A message of love with lost voices ... recalling the noise of the "beautiful" city during the time of the pandemic still

سكان نيويورك الذين اعتادوا صخب وضجيج المدينة الكبير شعر بعضهم بالحنين المفاجئ إلى الأصوات الصاخبة التي طالما اشتكوا منها (الفرنسية)

The sounds of "taxi", cars and bicycles, the roaring of pigeons, the words of residents and strangers, as well as the concerns of libraries, voices of the subway and public transportation and the roar of planes in New York City that spent days and weeks in quarantine, and during this period witnessed silence and unusual silence, and replaced with the noise of the city voices Quiet for winds and birds.

Covering the New York University project that monitors the city's noise pollution patterns and the rhythm of its voices over the years, the American New York Times concludes that the city's audio recordings state that 29 of the 30 quietest days in New York City during the past three years were during the Corona pandemic, while it was The exception to the share of Christmas Eve 2018.

In an attempt to summon the missing voices in the quarantine period and highlight its exceptional beauty, the New York Public Library of the city presented a gift of lost votes during the Corona pandemic crisis, and released it in an album titled "The New York Missing Sounds" and described it as a "love letter" to the city.

Likewise, Cities and Memories has collected field records from around the world over the past five years, but recently launched a new campaign to build a collective voice map of the world, showing how the usual sounds have changed and some have diminished while new voices such as applause for health care teams have gained more momentum.

Sounds and philosophy
Sounds acquire special significance from a philosophical perspective, given their dual nature. On the one hand, they are produced through material bodies that constitute their source and origin, but on the other hand they are “embodied” by themselves and separate from their human or material sources, and possessing their distinctive characteristics such as their tone.

American academic John Andrew Fisher notes in "Aesthetic Education" that sounds are an integral part of our experience in nature, and attractive sounds in particular are what make many natural places particularly desirable.

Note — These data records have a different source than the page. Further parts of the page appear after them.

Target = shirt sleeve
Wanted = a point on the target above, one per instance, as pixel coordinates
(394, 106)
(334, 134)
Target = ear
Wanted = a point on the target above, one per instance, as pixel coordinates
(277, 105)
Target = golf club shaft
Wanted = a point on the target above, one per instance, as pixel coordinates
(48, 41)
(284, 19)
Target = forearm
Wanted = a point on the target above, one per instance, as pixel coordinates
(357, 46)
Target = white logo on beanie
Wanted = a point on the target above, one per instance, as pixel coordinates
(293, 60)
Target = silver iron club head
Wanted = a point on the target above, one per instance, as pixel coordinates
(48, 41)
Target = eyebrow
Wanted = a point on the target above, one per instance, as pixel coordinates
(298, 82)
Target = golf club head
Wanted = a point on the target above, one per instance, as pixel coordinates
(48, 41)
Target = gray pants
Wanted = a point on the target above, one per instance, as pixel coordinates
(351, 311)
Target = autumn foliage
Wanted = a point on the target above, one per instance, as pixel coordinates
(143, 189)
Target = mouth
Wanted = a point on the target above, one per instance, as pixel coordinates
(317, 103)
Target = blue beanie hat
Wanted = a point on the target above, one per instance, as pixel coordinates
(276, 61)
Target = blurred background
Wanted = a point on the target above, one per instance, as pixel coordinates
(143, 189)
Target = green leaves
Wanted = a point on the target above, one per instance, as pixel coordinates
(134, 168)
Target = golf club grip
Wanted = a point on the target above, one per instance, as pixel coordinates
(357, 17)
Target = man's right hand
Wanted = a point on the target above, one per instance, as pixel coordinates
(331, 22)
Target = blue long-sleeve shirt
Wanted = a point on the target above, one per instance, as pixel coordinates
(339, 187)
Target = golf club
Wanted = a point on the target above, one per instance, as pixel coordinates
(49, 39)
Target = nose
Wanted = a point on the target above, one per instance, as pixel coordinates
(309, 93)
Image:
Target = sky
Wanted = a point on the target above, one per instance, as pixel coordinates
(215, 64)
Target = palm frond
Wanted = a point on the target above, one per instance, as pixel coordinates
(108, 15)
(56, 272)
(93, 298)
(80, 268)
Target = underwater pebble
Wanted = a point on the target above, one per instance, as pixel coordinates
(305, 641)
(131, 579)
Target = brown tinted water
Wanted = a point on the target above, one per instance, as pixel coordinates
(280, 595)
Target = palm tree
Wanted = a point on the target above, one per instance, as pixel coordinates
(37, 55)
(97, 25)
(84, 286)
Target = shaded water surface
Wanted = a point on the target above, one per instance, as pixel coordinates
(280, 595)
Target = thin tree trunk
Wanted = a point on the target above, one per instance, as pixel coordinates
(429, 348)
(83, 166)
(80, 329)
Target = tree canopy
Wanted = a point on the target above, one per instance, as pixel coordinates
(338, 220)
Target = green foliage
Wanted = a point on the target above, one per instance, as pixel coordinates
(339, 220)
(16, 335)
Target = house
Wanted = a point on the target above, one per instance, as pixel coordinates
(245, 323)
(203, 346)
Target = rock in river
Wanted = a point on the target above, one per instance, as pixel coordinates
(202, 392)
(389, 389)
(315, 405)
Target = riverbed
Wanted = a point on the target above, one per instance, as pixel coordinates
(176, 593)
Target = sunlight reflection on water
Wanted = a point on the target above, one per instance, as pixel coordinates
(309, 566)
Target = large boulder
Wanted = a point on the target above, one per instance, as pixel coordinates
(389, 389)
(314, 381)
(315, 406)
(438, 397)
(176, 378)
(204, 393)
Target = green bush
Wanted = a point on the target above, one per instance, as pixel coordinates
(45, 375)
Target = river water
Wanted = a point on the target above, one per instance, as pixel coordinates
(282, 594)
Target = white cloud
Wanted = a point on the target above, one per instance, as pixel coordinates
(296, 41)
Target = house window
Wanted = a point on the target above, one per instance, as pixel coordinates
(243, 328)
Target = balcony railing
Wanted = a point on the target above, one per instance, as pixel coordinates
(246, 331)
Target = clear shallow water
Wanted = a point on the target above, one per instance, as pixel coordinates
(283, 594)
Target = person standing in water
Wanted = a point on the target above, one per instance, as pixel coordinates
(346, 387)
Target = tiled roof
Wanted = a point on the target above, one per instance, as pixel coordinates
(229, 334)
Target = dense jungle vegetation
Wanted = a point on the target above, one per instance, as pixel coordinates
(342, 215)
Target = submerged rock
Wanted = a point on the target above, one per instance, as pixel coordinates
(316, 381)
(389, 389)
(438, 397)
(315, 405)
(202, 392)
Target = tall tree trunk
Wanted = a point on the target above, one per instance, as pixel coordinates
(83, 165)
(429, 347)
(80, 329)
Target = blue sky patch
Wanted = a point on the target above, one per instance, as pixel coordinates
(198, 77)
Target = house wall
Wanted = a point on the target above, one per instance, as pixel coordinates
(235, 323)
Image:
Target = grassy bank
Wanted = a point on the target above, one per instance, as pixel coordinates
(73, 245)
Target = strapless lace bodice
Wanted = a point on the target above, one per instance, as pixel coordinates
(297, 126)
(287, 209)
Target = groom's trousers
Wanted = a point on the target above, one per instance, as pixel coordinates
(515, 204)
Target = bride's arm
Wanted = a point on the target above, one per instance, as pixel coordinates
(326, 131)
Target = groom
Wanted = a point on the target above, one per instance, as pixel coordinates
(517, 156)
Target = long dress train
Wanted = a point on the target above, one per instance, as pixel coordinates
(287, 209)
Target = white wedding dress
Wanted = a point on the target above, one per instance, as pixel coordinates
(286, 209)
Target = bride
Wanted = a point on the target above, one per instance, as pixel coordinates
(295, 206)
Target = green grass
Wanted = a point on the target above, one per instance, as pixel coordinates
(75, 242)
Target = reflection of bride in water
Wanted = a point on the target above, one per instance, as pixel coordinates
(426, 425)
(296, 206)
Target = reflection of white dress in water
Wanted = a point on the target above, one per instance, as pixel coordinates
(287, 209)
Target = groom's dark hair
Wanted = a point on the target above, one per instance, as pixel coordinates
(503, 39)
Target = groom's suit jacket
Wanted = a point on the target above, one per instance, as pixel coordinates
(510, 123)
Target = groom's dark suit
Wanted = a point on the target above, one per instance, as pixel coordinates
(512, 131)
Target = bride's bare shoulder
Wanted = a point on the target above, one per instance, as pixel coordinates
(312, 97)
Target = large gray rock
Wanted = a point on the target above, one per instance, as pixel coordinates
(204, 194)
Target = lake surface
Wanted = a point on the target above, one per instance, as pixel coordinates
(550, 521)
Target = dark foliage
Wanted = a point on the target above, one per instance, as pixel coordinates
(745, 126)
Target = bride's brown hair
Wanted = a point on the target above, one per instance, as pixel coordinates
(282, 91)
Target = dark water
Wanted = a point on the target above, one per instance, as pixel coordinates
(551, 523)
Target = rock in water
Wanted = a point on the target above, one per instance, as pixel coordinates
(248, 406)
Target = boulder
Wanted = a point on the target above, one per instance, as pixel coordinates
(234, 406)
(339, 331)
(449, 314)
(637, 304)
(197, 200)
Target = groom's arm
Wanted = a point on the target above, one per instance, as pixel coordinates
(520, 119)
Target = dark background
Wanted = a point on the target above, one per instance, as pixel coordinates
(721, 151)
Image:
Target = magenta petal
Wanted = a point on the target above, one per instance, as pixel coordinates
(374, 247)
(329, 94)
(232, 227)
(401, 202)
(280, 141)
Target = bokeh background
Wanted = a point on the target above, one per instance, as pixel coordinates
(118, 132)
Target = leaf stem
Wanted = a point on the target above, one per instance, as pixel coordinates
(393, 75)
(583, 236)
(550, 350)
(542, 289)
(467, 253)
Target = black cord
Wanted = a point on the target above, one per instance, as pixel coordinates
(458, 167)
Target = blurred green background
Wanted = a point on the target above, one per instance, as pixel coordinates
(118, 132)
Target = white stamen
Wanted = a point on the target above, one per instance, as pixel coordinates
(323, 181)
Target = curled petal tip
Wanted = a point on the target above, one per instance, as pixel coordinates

Although Fischer writes about "natural" rather than human voices, his idea can be applied to human and industrial voices, as the noise of New York City is an important part of the city's composition that gives it its distinctive profile, according to an article by author Ashtona Jackson who lives in Brooklyn and writes for a journal. Scientific Jstor.

Although these beautiful natural sounds cannot be separated from a person's experience of enjoying beauty, humans do not make much effort to summon the sounds they hear as they remember visual images.

The American newspaper report says that people suddenly began to feel nostalgic for the noise that was bothering them, during the quarantine and closures imposed by the authorities on many cities around the world, in an attempt to avoid a greater outbreak of the Corona pandemic.